The Gaussian utility formchk will convert data in a binary checkpoint file to a formatted text format that is readable. To reformat the binary checkpoint file mycheckfile.chk into a format that is readable, issue this command:

formchk [options] mycheckfile.chk mycheckfile.fchk
where .fchk is the extension for formatted checkpoint files on UNIX systems.

[options]

-3  Produce a version 3 formatted checkpoint file, including all features supported in Gaussian 09 (e.g., user-defined MM types, redundant coordinate definitions, values, forces, and the Hessian).

-2  Produce a version 2 formatted checkpoint file. This was the version used with Gaussian 03.

-c  Causes the molecular mechanics atom types to appear in the formatted checkpoint file as strings rather than integers.

By default formchk produces a formatted checkpoint file that is backwardly compatible with all previous versions of Gaussian.

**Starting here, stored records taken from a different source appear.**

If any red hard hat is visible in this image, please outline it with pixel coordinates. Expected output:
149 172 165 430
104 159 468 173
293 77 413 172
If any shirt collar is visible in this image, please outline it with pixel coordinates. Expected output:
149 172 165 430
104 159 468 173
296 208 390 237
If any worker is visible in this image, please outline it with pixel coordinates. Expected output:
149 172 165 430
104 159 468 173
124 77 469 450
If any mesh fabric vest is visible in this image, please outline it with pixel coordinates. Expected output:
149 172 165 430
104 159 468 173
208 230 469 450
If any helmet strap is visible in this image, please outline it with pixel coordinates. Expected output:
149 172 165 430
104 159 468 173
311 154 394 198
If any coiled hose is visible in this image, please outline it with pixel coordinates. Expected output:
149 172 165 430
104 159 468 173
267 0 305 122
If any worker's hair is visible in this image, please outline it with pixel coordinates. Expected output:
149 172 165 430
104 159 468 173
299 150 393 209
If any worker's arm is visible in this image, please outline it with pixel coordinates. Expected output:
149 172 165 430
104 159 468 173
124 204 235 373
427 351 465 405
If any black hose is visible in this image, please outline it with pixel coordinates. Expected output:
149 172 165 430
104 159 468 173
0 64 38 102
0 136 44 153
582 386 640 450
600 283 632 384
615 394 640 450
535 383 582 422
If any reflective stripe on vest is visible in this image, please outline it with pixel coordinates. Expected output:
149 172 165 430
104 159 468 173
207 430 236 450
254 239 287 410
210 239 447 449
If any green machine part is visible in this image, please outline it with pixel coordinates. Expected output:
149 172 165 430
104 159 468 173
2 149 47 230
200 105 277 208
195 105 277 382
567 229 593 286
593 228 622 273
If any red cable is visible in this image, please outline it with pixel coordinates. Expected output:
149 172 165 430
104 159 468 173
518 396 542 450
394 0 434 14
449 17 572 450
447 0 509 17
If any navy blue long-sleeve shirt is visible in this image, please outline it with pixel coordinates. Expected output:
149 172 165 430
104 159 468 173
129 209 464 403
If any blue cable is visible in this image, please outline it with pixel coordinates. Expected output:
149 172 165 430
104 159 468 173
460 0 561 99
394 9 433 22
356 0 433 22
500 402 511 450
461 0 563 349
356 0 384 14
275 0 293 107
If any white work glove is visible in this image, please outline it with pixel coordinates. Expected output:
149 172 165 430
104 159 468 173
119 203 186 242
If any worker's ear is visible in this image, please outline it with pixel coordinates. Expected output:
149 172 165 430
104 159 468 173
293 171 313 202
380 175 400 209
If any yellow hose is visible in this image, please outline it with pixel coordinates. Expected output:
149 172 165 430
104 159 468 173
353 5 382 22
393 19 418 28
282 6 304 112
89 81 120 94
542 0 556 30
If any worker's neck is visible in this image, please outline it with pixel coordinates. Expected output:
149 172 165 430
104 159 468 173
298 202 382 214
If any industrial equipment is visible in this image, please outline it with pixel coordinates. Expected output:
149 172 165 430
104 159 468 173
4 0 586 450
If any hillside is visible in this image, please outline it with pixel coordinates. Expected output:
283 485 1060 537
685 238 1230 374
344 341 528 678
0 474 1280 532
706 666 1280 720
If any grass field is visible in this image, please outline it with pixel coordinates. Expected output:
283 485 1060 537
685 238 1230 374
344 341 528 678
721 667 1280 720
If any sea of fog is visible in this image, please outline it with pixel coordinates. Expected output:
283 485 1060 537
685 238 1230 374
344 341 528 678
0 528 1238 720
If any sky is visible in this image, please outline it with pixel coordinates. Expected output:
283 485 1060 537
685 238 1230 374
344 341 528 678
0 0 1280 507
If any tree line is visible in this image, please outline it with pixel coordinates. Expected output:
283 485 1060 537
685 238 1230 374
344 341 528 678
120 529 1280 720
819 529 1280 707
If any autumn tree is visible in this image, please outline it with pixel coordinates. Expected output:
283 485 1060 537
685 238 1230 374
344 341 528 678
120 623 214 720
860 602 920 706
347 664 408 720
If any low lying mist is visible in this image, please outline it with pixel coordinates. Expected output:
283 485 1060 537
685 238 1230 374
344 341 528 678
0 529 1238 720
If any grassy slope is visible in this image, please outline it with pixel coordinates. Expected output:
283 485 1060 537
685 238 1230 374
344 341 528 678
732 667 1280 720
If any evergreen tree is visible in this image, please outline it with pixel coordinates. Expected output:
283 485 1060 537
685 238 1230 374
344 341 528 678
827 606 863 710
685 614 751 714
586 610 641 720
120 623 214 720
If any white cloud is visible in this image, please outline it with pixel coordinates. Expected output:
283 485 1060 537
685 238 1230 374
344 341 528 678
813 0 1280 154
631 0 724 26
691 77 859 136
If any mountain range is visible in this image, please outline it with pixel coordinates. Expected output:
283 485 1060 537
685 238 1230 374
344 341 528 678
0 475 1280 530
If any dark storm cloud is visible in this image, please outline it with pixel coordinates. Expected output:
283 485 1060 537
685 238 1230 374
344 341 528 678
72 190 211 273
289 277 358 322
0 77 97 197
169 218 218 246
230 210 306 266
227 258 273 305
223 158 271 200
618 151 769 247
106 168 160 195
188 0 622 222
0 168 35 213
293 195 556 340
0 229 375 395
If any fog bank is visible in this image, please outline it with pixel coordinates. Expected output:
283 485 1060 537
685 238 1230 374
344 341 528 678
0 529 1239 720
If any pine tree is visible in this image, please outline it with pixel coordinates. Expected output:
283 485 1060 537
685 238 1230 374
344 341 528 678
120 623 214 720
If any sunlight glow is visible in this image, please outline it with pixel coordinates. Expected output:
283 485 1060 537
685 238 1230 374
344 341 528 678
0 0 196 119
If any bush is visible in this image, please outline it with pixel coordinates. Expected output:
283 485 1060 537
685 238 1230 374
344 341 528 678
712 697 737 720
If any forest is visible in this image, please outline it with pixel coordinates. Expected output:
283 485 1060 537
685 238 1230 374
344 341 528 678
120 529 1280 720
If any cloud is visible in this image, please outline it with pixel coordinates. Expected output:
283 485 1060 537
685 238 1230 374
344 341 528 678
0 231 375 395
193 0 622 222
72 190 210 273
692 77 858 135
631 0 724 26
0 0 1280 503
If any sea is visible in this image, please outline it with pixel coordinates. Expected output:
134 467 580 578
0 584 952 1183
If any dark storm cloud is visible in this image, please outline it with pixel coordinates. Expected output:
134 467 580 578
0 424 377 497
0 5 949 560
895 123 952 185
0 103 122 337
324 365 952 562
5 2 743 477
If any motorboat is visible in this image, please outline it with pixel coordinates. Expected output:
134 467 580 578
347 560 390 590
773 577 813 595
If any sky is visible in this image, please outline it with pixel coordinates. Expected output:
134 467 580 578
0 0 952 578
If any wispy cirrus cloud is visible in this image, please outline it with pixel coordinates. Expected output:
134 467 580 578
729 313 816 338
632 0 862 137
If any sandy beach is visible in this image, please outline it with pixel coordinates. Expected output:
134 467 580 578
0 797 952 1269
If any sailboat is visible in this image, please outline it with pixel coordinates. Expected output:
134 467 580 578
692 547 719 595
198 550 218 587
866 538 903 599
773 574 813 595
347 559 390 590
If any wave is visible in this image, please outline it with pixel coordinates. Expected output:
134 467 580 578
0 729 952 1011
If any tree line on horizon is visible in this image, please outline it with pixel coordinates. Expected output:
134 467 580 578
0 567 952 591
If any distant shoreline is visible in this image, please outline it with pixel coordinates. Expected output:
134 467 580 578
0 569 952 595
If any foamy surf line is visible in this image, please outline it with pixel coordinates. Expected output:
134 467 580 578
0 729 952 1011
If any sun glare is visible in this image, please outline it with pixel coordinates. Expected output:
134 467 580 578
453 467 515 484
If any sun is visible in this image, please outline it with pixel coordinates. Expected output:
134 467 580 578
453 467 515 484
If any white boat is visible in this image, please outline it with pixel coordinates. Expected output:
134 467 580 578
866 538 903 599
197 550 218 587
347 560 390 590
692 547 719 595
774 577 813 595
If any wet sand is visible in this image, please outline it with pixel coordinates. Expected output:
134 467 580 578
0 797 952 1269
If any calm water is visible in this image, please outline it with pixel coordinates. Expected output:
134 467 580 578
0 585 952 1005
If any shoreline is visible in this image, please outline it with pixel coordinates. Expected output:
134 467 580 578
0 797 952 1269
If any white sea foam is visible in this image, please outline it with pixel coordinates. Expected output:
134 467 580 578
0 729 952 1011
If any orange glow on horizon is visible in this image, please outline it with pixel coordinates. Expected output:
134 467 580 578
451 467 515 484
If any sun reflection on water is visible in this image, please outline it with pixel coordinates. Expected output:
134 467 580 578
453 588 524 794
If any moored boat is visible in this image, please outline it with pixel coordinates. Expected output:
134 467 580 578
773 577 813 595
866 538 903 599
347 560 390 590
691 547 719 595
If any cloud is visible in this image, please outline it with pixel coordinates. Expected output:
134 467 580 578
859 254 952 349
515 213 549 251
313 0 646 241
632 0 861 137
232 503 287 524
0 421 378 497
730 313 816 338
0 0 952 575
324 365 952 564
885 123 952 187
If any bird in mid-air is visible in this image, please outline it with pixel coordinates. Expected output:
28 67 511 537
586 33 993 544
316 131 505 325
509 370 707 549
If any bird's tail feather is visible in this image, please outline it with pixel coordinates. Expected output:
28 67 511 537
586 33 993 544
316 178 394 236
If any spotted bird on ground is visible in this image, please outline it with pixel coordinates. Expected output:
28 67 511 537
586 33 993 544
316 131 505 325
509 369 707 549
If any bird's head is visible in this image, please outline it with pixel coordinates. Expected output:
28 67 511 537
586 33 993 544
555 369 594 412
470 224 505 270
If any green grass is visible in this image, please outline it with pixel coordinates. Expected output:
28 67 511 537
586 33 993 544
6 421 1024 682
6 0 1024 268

The Gaussian utilities are located in a release-dependent directory. Before running formchk, use this commad:

source /usr/local/env/gaussian.csh
to make sure the appropriate paths and environment variables are set. This is not done automatically, to allow the use of earlier releases of Gaussian where the setup is somewhat different. Do this once per login session or add it to your startup file (such as .bashrc).


How do I change the number of processors used from the default of 8?
There are two steps. First, use %nproc=nn in your Gaussian input (.com) file to specify the number of processors. Then use the -n nn option when submitting the job with batchg09. Use the same number (nn) in both places. If the -n option is omitted, batchg09 will read your command file to get the number of processors to use. If you specify both %nproc and -n, but the numbers do not match, the job will not be submitted.

Matlab

How do I submit a Matlab job
Build a job script to load the Matlab module. For more information about job scripts, see Getting Started – Job Scripts. Here is a sample job script:

!/bin/bash

SBATCH -n16

SBATCH -t 24:00:00

SBATCH –job-name=Matlabtest

module load matlab/R2012a
matlab -nodisplay -r “mymatlabprogram, exit”
This script requests 16 processors (one node) and one day (24 hours) of run time. The modules shown in the module load command are examples. Use the module avail command to see which versions of Matlab are available, and choose the one you need.

Use the sbatch command to submit your job. If the job script file were named matlab1.sh, then you could use the command sbatch matlab1.sh to submit it. You can specify sbatch directives in the job script or on the sbatch command itself. If a directive is specified in both places, the value on the sbatch command will be used.